Cornelis J, Denis T, Beckers P, Vrints C, Vissers D, Goossens M
Int J Cardiol. 2017 Aug 1;240:291-296. doi: 10.1016/j.ijcard.2016.12.159. Epub
2016 Dec 29.
BACKGROUND: Cardiopulmonary exercise testing (CPET) gained importance in the
prognostic assessment of especially patients with heart failure (HF). A
meaningful prognostic parameter for early mortality in HF is exercise oscillatory
ventilation (EOV). This abnormal respiratory pattern is recognized by hypo- and
hyperventilation during CPET. Up until now, assessment of EOV is mainly done upon
visual agreement or manual calculation. The purpose of this research was to
automate the interpretation of EOV so this prognostic parameter could be readily
investigated during CPET.
METHODS AND RESULTS: Preliminary, four definitions describing the original
characteristics of EOV, were selected and integrated in the “Ventilatory
Oscillations during Exercise-tool” (VOdEX-tool), a graphical user interface that
allows automate calculation of EOV. A Discrete Meyer Level 2 wavelet
transformation appeared to be the optimal filter to apply on the collected
breath-by-breath minute ventilation CPET data. Divers aspects of the definitions
i.e. cycle length, amplitude, regularity and total duration of EOV were combined
and calculated. The oscillations meeting the criteria were visualised. Filter
methods and cut-off criteria were made adjustable for clinical application and
research. The VOdEX-tool was connected to a database.

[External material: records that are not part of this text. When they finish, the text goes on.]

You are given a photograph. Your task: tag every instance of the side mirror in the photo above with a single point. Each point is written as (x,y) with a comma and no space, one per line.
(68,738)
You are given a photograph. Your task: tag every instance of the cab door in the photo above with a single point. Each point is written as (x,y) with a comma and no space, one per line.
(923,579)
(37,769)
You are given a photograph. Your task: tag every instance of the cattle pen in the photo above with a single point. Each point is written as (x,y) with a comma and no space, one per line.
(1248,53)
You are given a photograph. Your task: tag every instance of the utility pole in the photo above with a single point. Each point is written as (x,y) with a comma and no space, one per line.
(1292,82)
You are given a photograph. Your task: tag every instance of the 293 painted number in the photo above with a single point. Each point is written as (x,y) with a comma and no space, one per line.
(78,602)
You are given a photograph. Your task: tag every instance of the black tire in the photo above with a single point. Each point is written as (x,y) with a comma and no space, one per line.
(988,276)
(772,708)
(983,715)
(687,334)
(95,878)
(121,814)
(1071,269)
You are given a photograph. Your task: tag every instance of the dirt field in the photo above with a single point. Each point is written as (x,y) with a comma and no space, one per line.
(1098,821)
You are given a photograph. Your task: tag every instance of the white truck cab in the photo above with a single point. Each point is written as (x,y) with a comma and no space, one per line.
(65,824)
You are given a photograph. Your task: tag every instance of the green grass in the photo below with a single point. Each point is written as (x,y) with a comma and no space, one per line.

CONCLUSIONS: The VOdEX-tool provides the possibility to calculate EOV
automatically and to present the clinician an overview of the presence of EOV at
a glance. The computerized analysis of EOV can be made readily available in
clinical practice by integrating the tool in the manufactures existing CPET
software. The VOdEX-tool enhances assessment of EOV and therefore contributes to
the estimation of prognosis in especially patients with HF.